Dans la vie, quel choix est le bon ? faut-il faire le choix que tous attendent autour de nous, parents, amis, opinion ? Ou faut-il prendre la voie qui est celle de notre intime conviction? Naturellement, nous sommes tenté de penser que la seconde solution est la bonne, mais quel courage elle suppose, quel égoïsme elle nécessite, quelle solitude elle engendre ! Tandis que la première solution, nourrie de conformisme et de lâcheté, permet de nous évader de nous-mêmes en faisant ce que les autres nous demandent et en nous consacrant à eux. C’est la question que nous pose lady Slane, quel choix est le bon, celui de notre inclinaison ou le poids des convenances ?
À la mort de son mari, le comte de Slane, un homme fort important, les enfants de la vieille dame, désormais veuve et âgée de 87 ans, confèrent sur le sort de leur mère, qu’ils n’imaginent pas avoir des idées personnelles. Pour eux, il faut vendre la maison devenue trop lourde pour elle et l’héberger à tour de rôle. Devant le corps à peine froid de leur père, leur réalisme fait plaisir à voir, on sent qu’ils ont pensé à tout cela depuis fort longtemps.
La surprise vient de Lady Slane qui, tout en acceptant de vendre et de donner tout ce que l’on voudra, déclare tout de go qu’elle ira vivre seule à Hampstead, dans une maison qu’elle a vue et aimée du premier coup d’œil il y a trente ans. Tout en étant inquiets pour la santé mentale de la vieille dame finissante, ses enfants n’osent pas s’y opposer. Car ses motifs ne sont pas si stupides : après tout, elle s’est trop longtemps préoccupée de l’opinion des autres pour ne pas prendre enfin le temps de vivre. Elle souhaite se comporter désormais comme une égoïste.

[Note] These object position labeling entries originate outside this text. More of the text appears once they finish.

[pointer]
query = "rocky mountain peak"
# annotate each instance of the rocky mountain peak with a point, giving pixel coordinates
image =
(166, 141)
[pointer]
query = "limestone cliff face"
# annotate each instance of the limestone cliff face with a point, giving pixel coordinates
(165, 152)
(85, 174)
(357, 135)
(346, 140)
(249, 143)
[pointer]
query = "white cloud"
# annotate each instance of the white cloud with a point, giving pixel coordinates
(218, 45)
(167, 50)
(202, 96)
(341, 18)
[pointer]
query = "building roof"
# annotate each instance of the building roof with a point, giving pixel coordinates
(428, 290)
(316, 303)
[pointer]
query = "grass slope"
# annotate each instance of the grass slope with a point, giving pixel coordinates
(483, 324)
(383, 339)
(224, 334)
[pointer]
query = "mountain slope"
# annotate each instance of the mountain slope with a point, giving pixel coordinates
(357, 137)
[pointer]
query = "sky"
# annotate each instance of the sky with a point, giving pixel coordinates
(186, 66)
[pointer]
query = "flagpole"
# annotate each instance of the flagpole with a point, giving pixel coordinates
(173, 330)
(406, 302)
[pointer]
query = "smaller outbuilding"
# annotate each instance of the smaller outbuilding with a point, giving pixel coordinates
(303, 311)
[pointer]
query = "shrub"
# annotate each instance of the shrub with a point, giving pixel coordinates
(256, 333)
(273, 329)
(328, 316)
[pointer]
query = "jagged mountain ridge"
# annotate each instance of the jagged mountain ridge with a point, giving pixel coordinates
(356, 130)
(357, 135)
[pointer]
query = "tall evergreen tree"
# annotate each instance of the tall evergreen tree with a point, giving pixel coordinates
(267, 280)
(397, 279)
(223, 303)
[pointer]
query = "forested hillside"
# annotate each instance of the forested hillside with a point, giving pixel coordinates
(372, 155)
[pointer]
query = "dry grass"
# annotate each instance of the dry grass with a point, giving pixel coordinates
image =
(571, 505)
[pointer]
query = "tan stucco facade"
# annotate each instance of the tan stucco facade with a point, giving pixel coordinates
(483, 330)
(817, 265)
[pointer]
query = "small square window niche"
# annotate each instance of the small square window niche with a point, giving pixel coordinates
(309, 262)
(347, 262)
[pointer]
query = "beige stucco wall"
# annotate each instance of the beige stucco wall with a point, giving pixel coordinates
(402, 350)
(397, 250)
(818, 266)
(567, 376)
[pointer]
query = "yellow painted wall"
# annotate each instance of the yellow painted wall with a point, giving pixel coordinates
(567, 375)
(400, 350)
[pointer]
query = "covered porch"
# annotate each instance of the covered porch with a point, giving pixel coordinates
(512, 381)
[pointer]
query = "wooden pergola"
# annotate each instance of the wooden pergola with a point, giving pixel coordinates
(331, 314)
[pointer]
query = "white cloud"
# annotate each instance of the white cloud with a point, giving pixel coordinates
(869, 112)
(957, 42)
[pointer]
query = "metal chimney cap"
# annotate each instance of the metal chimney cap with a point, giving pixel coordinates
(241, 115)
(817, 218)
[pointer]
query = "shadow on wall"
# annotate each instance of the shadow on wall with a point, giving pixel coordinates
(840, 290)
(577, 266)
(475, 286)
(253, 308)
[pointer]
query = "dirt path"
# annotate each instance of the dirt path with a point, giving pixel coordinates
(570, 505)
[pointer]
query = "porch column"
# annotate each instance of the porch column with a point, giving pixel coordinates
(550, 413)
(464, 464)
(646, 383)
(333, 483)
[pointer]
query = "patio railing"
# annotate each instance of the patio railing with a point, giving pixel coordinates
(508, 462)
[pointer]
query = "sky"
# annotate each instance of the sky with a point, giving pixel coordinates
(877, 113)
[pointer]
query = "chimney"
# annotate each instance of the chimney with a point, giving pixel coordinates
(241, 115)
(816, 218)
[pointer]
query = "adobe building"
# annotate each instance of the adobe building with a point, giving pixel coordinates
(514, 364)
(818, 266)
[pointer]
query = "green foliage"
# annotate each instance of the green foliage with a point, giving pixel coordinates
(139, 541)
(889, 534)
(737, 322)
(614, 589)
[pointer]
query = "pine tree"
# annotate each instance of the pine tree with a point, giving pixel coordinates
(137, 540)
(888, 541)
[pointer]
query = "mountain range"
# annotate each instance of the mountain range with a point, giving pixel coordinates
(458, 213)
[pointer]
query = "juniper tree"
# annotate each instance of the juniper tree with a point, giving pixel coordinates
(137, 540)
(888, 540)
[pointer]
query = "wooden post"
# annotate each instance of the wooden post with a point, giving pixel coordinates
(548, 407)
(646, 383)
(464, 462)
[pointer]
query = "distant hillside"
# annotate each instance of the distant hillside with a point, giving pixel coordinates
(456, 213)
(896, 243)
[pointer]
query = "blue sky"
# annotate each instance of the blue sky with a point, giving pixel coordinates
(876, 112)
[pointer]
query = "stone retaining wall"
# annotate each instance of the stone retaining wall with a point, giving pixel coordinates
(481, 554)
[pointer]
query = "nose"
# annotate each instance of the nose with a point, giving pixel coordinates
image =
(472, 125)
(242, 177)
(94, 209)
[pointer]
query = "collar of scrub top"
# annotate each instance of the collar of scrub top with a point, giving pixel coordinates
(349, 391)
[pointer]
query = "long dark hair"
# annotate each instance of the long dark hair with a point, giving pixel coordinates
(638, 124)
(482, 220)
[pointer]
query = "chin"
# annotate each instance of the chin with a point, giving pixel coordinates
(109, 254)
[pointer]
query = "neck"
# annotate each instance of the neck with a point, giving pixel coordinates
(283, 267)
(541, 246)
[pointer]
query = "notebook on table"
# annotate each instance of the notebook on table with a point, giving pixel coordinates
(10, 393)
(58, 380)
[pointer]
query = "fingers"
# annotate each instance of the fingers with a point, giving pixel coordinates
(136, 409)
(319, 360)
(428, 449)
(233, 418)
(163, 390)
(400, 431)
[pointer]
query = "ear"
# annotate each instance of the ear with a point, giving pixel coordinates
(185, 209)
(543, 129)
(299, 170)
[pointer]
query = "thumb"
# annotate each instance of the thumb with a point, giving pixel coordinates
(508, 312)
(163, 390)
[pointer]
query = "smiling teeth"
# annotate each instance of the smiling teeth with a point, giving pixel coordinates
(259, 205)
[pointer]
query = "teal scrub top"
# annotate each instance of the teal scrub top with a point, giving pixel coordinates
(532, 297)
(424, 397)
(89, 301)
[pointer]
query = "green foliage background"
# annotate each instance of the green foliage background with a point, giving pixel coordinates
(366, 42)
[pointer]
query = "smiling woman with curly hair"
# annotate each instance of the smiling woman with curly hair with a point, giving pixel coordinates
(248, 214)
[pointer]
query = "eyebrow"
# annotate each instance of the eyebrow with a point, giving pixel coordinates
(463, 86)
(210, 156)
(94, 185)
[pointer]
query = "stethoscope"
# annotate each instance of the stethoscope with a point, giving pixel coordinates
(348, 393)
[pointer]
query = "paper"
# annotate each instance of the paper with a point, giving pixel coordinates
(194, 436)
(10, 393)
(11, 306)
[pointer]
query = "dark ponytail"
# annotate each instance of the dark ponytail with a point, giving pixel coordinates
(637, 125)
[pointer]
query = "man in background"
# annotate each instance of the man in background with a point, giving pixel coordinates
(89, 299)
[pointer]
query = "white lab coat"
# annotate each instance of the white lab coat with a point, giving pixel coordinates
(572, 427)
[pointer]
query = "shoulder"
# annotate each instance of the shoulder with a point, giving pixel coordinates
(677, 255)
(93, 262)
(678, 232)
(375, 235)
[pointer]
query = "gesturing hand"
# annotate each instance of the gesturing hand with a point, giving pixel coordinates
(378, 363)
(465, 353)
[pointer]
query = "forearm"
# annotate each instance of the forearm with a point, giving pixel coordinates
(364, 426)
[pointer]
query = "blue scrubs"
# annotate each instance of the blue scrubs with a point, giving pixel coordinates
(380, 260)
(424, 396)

Contre toute attente, la maison que vise Lady Slane est à louer et cette dernière s’y installe en compagnie de sa servante ; le propriétaire des lieux se révèle charmant, à l’instar de son homme à tout faire. C’est que ce propriétaire, Monsieur Buckrout, fut autrefois un implacable et respecté homme d’affaire (« plus vous êtes implacable, Lady Slane, plus on vous respecte ! »). Il sait que ni la douceur, ni la modestie, ni la gentillesse ne payent dans ce monde construit sur la compétition, tant et si bien que seuls les poètes et les personnes très âgées peuvent encore s’opposer au modèle qui gouverne le monde. Or qui peut dire si cette fameuse compétition n’est pas une simple convention plutôt qu’une réelle nécessité, une simple illusion plutôt qu’une loi naturelle ? Qui sait si un jour les hypothèses qui fondent la compétition n’apparaîtront pas délirantes ?
Du coup, en la seule compagnie de ces deux vieux messieurs et de sa servante, Lady Slane se sent bien, sans doute pour la première fois de sa vie. Pour sa part, elle n’a jamais remis en question les lois qui gouvernent le monde, les partis politiques, les conflits internationaux, l’industrie ou la naissance. Elle a toujours cru que c’était un jeu nécessaire puisque les gens qui semblaient intelligents s’en nourrissaient, mais en même temps elle avait toujours eu l’impression de vivre dans une humanité immergée dans les illusions, embarquée dans des rêves dérisoires. Elle observait avec tristesse que ses propres enfants, nourris malgré elle de cette philosophie, vivaient dans un univers stérile basé sur l’effort et la compétition. Ils ne pouvaient jamais se contenter d’être, d’être tout simplement !
C’est alors qu’elle se rappela cette nuée de papillons jaunes et blancs qui voletaient autour de la voiture dans le désert persan, dansant autour d’eux. Dansant dans la lumière, ils personnalisaient ses pensées les plus insolentes, ses rêves les plus fous.